The latest Rasmussen Reports White House Watch telephone and online survey of Likely U.S. Voters finds Trump with a 43% to 41% lead over Clinton. Yesterday, he was ahead 42% to 41%. Libertarian candidate Gary Johnson again earns eight percent (8%) of the vote, while three percent (3%) prefer the Green Party’s Jill Stein. Two percent (2%) like some other candidate, and four percent (4%) are undecided.
Trump has been edging back all week. He was five points ahead of Clinton going into their first debate last week but then fell behind by three after widespread criticism of his debate performance.
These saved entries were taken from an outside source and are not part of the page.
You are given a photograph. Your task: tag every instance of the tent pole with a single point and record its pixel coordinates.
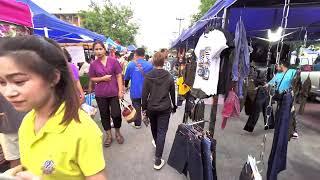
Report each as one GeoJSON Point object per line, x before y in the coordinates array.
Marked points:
{"type": "Point", "coordinates": [46, 32]}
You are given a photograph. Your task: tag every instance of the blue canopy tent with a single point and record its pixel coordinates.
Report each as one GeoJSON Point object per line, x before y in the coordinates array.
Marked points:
{"type": "Point", "coordinates": [131, 48]}
{"type": "Point", "coordinates": [46, 24]}
{"type": "Point", "coordinates": [261, 15]}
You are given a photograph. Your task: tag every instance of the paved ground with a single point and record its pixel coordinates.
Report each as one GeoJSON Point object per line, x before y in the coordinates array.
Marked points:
{"type": "Point", "coordinates": [134, 159]}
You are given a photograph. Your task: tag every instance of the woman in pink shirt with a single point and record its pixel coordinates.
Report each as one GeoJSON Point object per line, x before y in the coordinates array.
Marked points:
{"type": "Point", "coordinates": [106, 73]}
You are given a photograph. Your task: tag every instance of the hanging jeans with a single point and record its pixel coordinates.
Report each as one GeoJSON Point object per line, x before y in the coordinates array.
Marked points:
{"type": "Point", "coordinates": [260, 105]}
{"type": "Point", "coordinates": [159, 121]}
{"type": "Point", "coordinates": [278, 156]}
{"type": "Point", "coordinates": [185, 155]}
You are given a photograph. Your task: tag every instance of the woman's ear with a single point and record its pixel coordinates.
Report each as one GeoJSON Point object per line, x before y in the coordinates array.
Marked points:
{"type": "Point", "coordinates": [57, 77]}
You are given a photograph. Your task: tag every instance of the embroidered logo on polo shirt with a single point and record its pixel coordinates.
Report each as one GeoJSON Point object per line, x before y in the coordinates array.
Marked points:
{"type": "Point", "coordinates": [48, 167]}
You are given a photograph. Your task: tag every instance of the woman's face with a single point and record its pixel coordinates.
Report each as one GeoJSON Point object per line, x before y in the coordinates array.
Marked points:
{"type": "Point", "coordinates": [99, 51]}
{"type": "Point", "coordinates": [24, 89]}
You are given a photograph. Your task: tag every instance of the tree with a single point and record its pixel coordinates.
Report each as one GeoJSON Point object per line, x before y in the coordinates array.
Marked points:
{"type": "Point", "coordinates": [203, 8]}
{"type": "Point", "coordinates": [112, 21]}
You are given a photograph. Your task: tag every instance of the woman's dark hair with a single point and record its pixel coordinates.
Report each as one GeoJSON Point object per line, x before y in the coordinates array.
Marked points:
{"type": "Point", "coordinates": [45, 58]}
{"type": "Point", "coordinates": [99, 42]}
{"type": "Point", "coordinates": [67, 55]}
{"type": "Point", "coordinates": [285, 63]}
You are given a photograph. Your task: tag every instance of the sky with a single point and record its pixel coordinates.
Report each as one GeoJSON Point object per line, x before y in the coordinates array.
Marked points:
{"type": "Point", "coordinates": [158, 26]}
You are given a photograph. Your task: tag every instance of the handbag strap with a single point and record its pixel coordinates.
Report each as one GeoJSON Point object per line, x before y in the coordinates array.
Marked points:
{"type": "Point", "coordinates": [139, 67]}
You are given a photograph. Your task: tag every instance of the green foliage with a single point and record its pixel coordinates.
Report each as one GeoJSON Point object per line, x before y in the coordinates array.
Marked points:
{"type": "Point", "coordinates": [203, 8]}
{"type": "Point", "coordinates": [112, 21]}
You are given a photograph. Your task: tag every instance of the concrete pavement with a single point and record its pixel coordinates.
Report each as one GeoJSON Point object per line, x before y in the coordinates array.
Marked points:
{"type": "Point", "coordinates": [134, 159]}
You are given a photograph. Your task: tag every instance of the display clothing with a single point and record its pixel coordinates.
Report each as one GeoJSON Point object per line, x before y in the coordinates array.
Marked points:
{"type": "Point", "coordinates": [208, 52]}
{"type": "Point", "coordinates": [278, 156]}
{"type": "Point", "coordinates": [241, 62]}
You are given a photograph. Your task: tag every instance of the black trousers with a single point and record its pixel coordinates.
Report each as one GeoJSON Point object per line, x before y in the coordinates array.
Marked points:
{"type": "Point", "coordinates": [259, 105]}
{"type": "Point", "coordinates": [109, 106]}
{"type": "Point", "coordinates": [186, 155]}
{"type": "Point", "coordinates": [159, 121]}
{"type": "Point", "coordinates": [137, 104]}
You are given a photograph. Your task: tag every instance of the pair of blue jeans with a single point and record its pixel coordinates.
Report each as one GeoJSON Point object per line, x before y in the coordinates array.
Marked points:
{"type": "Point", "coordinates": [278, 156]}
{"type": "Point", "coordinates": [208, 159]}
{"type": "Point", "coordinates": [186, 155]}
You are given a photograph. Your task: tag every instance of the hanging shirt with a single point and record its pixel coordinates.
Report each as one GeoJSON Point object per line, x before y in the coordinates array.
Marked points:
{"type": "Point", "coordinates": [208, 52]}
{"type": "Point", "coordinates": [286, 82]}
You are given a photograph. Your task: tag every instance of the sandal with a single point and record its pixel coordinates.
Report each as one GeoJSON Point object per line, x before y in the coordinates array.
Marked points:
{"type": "Point", "coordinates": [108, 140]}
{"type": "Point", "coordinates": [119, 138]}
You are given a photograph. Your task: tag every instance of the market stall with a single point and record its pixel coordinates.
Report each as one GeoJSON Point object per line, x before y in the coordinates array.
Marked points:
{"type": "Point", "coordinates": [48, 25]}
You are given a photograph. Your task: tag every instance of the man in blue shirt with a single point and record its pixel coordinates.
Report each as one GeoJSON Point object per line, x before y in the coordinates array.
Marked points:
{"type": "Point", "coordinates": [135, 73]}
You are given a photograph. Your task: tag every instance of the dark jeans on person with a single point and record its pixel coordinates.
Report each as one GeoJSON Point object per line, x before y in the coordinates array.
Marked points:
{"type": "Point", "coordinates": [137, 104]}
{"type": "Point", "coordinates": [159, 121]}
{"type": "Point", "coordinates": [185, 155]}
{"type": "Point", "coordinates": [109, 106]}
{"type": "Point", "coordinates": [278, 157]}
{"type": "Point", "coordinates": [260, 105]}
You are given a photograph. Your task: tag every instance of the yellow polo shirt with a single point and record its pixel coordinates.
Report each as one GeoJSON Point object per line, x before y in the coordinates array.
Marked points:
{"type": "Point", "coordinates": [75, 150]}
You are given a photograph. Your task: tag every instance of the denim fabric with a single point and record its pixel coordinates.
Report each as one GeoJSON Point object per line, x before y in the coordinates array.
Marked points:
{"type": "Point", "coordinates": [260, 105]}
{"type": "Point", "coordinates": [159, 121]}
{"type": "Point", "coordinates": [278, 156]}
{"type": "Point", "coordinates": [109, 106]}
{"type": "Point", "coordinates": [137, 104]}
{"type": "Point", "coordinates": [207, 159]}
{"type": "Point", "coordinates": [185, 155]}
{"type": "Point", "coordinates": [241, 64]}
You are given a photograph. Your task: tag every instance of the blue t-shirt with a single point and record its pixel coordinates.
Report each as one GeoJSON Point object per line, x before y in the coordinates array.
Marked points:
{"type": "Point", "coordinates": [286, 82]}
{"type": "Point", "coordinates": [135, 76]}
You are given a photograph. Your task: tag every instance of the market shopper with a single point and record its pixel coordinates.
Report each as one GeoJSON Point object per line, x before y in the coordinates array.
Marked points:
{"type": "Point", "coordinates": [10, 121]}
{"type": "Point", "coordinates": [135, 72]}
{"type": "Point", "coordinates": [106, 73]}
{"type": "Point", "coordinates": [282, 83]}
{"type": "Point", "coordinates": [75, 74]}
{"type": "Point", "coordinates": [158, 101]}
{"type": "Point", "coordinates": [57, 140]}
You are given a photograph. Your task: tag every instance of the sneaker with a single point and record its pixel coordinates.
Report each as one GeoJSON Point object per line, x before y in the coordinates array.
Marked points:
{"type": "Point", "coordinates": [295, 135]}
{"type": "Point", "coordinates": [134, 125]}
{"type": "Point", "coordinates": [159, 164]}
{"type": "Point", "coordinates": [154, 144]}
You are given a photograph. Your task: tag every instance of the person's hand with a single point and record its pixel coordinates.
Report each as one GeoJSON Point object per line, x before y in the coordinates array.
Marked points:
{"type": "Point", "coordinates": [121, 95]}
{"type": "Point", "coordinates": [174, 109]}
{"type": "Point", "coordinates": [26, 175]}
{"type": "Point", "coordinates": [106, 78]}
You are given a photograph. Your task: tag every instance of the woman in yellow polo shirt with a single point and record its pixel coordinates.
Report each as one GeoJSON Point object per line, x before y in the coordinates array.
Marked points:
{"type": "Point", "coordinates": [57, 140]}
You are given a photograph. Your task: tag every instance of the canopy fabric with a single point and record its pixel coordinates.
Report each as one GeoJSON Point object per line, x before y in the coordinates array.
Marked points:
{"type": "Point", "coordinates": [15, 13]}
{"type": "Point", "coordinates": [131, 48]}
{"type": "Point", "coordinates": [59, 30]}
{"type": "Point", "coordinates": [260, 15]}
By this past Monday, however, the two major party candidates were in a near tie, and Trump has gained a point on Clinton each day since then.
Eighty-one percent (81%) say in the latest survey that they are already certain how they will vote, and Trump posts an equally narrow 49% to 47% lead among these voters. Among those who say they still could change their minds, it’s Trump 31%, Clinton 29%, Johnson 27% and Stein 13%.
Rasmussen Reports updates its White House Watch survey daily Monday through Friday at 8:30 am based on a three-day rolling average of 1,500 Likely U.S. Voters. This is the first survey in which one of the survey nights follows the vice presidential debate.
Trump reportedly claimed $1 billion in losses on his taxes in 1995, cancelling out years of income tax payments. Democrats say he’s a tax shirker; Republicans say he was a genius at using the tax code to keep his businesses going. We’ll tell you what voters think at 10:30 this morning.
Both major party candidates get 77% support from the voters in their respective parties. Trump has 15% support from Democrats and leads 40% to 28% among voters not affiliated with either major party. Clinton gets 12% of the Republican vote.
Johnson earns four percent (4%) GOP support, three percent (3%) of the Democratic vote and 18% of unaffiliateds. Stein remains in low single digits in all three groups.
Democrats (90%) are more certain of their vote at this stage than Republicans (83%) and unaffiliated voters (66%) are.
Trump leads by 11 points among men but trails by five among women.
Clinton remains ahead among those under 40, while older voters continue to favor Trump. The older the voter, the more certain they are of how they will vote.
The Democrat has 66% support among blacks; just 12% of those voters favor her GOP rival. Trump has a double-digit lead among whites, and the two remain in a near tie among other minority voters. Other minorities are less certain of their vote than blacks and whites.
Democrats are more enthusiastic about one-party rule in Washington, D.C., than Republicans and unaffiliated voters are.
Voters are a bit more likely this year to say the vice presidential debate is important to their vote, putting it nearly even with the presidential debates in that regard. The next debate between Clinton and Trump is on Sunday.
Just 29% think the country is headed in the right direction.